Authors
  • Schubert, Kristin A.
  • Mennill, Daniel J.
  • Ramsay, Scott
  • Otter, Kenneth A.
  • Boag, Peter T.
  • Ratcliffe, Laurene M.
Universities
URL
https://doi.org/10.1111/j.1095-8312.2007.00713.x

Summary

Dominance relationships structure many animal societies, yet the process of rank attainment is poorly understood. We investigated acquisition of social dominance in winter flocks and its fitness consequences in male black-capped chickadees (Poecile atricapillus) over a 10-year period. Age was the best predictor of rank, and paired comparisons showed high-ranked males to be older than their low-ranked flock-mates. When controlling for age, morphological variables did not predict male social rank, but high-ranked males were heavier, had lower fat scores and were in leaner condition than low-ranked males. Males that survived between years tended to increase in rank over time; however, the rate of rank advancement varied individually. Rank reversals between familiar contestants were rare, and changes in male social rank were associated with changes in flock membership. Average lifetime reproductive success (LRS) of males and females was variable and best predicted by lifespan. Male rank history also influenced realized reproductive success. Birds with higher average rank over their lifespan were more likely to reproduce successfully. However, among successful birds, average rank did not significantly predict LRS. Thus, birds that lived longer and attained high social rank earlier had higher fitness, but this effect was not manifested as fine-scale differences among successful individuals. Taken together, these findings demonstrate the importance of social factors influencing individual fitness.

Methodology

WINTER FIELD METHODS

From January until March of 1992–2002, birds were attracted to feeding stations baited with sunflower seeds. Using Potter traps, we captured between 86 and 198 individuals per year (mean ± SEM = 146.8 ± 12.5). Each individual was banded with a Canadian Wildlife Service number band and one to three plastic colour bands in unique combinations.

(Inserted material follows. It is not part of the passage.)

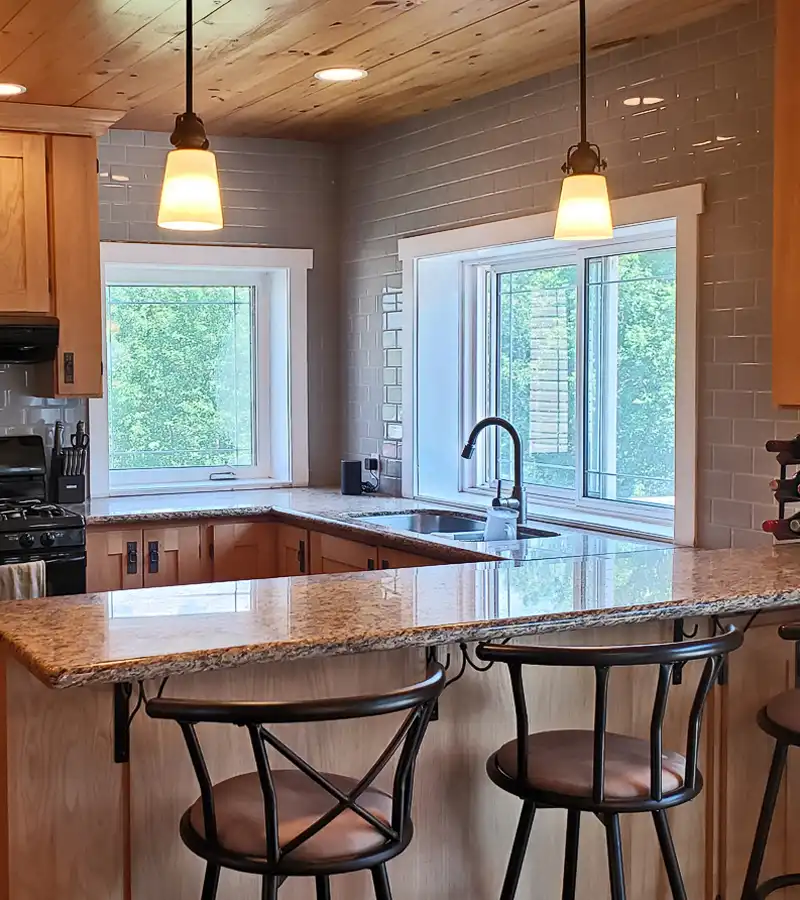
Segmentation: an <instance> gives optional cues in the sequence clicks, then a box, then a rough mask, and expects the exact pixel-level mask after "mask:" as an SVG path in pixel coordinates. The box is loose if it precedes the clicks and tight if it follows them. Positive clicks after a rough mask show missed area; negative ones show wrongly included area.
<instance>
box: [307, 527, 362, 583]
mask: <svg viewBox="0 0 800 900" xmlns="http://www.w3.org/2000/svg"><path fill="white" fill-rule="evenodd" d="M377 568H378V548H377V547H371V546H370V545H369V544H362V543H360V542H359V541H348V540H345V539H344V538H338V537H333V536H332V535H330V534H321V533H320V532H316V531H313V532H311V574H312V575H333V574H335V573H337V572H363V571H365V570H367V569H377Z"/></svg>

We measured mass, tarsus, wing, tail, and fat score, and drew approximately 10–80 µL of blood for molecular analyses from captured individuals. We calculated a condition index as the ratio of body mass to tarsus length for each individual. We used rectrix shape and wear to assign birds to second-year (SY) or after-second-year (ASY) age classes (Pyle et al., 1987). Birds first banded as adults were conservatively assumed to be in their second year of life. The sexes of birds were determined using a discriminant function including body mass, wing, and tail lengths (Desrochers, 1989). Sexes were later confirmed from breeding behaviour.

A total of 155 flocks (identified as groups of birds consistently observed together and which associated together in the absence of other birds) were monitored from 1994 to 2002 (mean = 17.2 ± 2.1 flocks year−1; flock memberships were not recorded prior to 1994). Dominance interactions were quantified by scoring the outcomes of the following competitive interactions at winter feeding stations: supplants, chases, resistance to supplants, displays of submissive postures, and feeding while an opponent waited to approach (Ficken et al., 1990Otter et al., 1998).

SPRING FIELD METHODS

Breeding data were collected from 1992 to 2002, with a total of 536 pairings observed (mean = 60 ± 8.2 pairs year−1, including mate-switches within years). Many individuals reproduced in several years and, accordingly, breeding season data include observations for a total of 294 individual males and 282 females. Pairs were monitored beginning at flock break-up (typically mid-March to late April) to determine territory boundaries and nest-sites. Pairing status was assessed based on affiliative behaviours, including cavity excavation, nuptial feeding, copulation, mate guarding, and territorial defense (Otter & Ratcliffe, 1996). Disappearances or changes in pairing status were recorded. Birds remaining unpaired throughout the breeding season were assumed not to have reproduced (see section below: ‘Structure of long-term data’). Nests were identified from excavation behaviour and confirmed by the lining of cavities, egg-laying, and/or incubation. The onset of egg-laying was apparent when females gave a sex-specific vocalization made at the onset of fertility (the ‘broken-dee’ call; Smith, 1991Mennill et al., 2004). At approximately day 6 posthatch, 10–50 µL of blood were collected from the tarsal vein of nestlings for paternity analysis.